怒りの表情で振り向いたリラの手を握るセト
「怒らないでおくれよ、美しい君。」
「ちょっ!はな」
「さぁ、おやすみ」
「……く、っそ……」
こんな強行策に出てくると思っていなかったんだろう、睡眠魔法でリラは意識を失った。
抱き上げゆっくりソファに運ぶ。
「勝手をするなって怒らないの?」
「……リラは受け入れることはないだろう」
「いいの?」
同意なく無理矢理魔法をかけていいのかと、セトは聞いている。先ほどのリラの反応ではまず同意を得ることは出来ないだろう。

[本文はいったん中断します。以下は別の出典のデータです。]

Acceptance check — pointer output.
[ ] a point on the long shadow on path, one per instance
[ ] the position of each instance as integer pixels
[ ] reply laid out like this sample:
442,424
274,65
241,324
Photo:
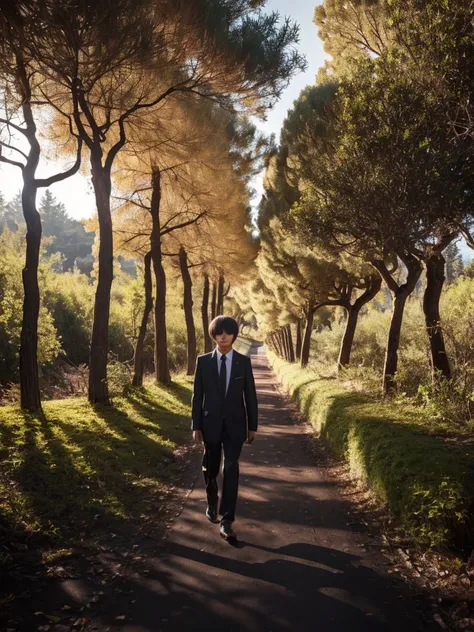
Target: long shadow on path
300,563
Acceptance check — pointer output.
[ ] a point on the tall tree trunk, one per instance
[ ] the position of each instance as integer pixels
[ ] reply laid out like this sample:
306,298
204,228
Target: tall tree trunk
98,387
435,279
393,343
213,300
284,343
278,347
298,339
138,364
373,285
162,373
291,349
188,310
29,375
29,370
400,294
348,338
220,296
205,315
305,347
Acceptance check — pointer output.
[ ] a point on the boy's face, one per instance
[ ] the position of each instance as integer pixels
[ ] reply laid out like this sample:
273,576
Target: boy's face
224,341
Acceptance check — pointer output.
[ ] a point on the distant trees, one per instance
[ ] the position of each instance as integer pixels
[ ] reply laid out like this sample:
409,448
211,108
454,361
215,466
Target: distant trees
379,152
20,147
100,67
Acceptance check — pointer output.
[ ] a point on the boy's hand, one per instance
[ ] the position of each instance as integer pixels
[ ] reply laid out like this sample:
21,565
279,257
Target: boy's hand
197,436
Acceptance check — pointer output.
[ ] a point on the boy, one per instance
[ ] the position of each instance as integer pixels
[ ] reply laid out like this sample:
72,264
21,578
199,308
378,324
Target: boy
224,403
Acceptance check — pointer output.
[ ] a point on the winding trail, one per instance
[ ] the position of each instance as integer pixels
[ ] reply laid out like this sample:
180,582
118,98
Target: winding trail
300,563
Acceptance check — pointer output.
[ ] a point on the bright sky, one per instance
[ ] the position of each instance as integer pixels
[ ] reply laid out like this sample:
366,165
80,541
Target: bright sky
77,192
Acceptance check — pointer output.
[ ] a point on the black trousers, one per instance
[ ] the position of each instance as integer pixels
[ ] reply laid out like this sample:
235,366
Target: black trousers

ただの時間稼ぎでしかないかもしれない。でも俺はお前を諦められない。
(俺のエゴを許してくれ、リラ)
「……いい」
「ふーん、恋は人を愚かにするというのは本当なんだね」
「見てくれ、何年延ばせる?」
セトはリラの胸に手を当て魔力を巡らせる。
「かなり悪いね、傷ついた細胞は治せない。遅延できても……2年かな?」
「……2年」
「うん、僕の魔法でも2年が限界かな、それ以上は体が耐えられない。」
2年でリラを救う手立てが生まれるのだろうか。一つ、希望はそれだけ。そしてその時のために俺は準備を進めるだけだ。
「やってくれ。」
「ふふふ、強くなることにしか興味がなかったわんぱく小僧がこんなに必死になるなんてね、恋って恐ろしいね」
右の鎖骨上、首元を指差しながらセトがケラケラ笑う。
「シアン、僕はお前の望みを叶える事ができるよね。君はご褒美に僕に何をくれるの?」
無邪気な顔でセトがねだる。昔の借りだけでは足りないか。
「……何が欲しいんだ?」
にっこり笑ったセトはリラの頬を撫でうっとり心酔した様子で告げる。
「僕は生まれつき色素がない。だから美しい色に目が無いんだ。」
リラの閉じた瞼に触れ
「この色をちょうだい」
「ダメだ」
それは俺のだ……だれにもやらん。
殺気が溢れる、感情が溢れて止まらない。
「ひっ!怖い怖い!じゃぁそれでもいいよ、今の感情のこもった色はとても美しかった!」
俺に向かって嬉しそうに指をさす。
「片方でいいよ!……2年後に頂戴ね」
セトがにっこり笑う。
「……いいだろう。2年後にまた貰いにこい」
「やったー!楽しみに待ってるよ!」
セトは向き直り、リラの薄い胸に手のひらを当てる。
淡い黄色い光が手のひらの周りにふわふわ舞っている。
「起きたら怒られるよ~!なんて言い訳するの?」
「………………謝るしかないだろうな。」
烈火の如く怒り狂うリラが目に浮かぶ。どうにかして怒りを鎮めなければ、想像するだけで恐ろしいが。
「怒るくらい元気なら、……それでいい。」
「ははっ!ベタ惚れだね!今日は来てよかったよ!面白いものが見れた!」
「それはよかったよ」
話しているうちに光が弱まりやがて完全に消える。
「よし!終わり!これで、2年は病は進行しないよ。ただ治したわけじゃないからね!無理はしない事!症状緩和の治療も続ける事!」
「あぁ、本当に助かった。ありがとう、恩にきる……」
感謝の思いを込めて頭を下げる。
「いいってことよ~!でも君の戦いはこれからなんだろ?僕もこの美しい人に死んでほしくない、精精頑張ってくれよ!」
「あぁ」
セトに力強く答えてリラを見る。
2年後、お前が幸せに生きられるように俺の全てを尽くそう、改めて固く決意を固めたのだった。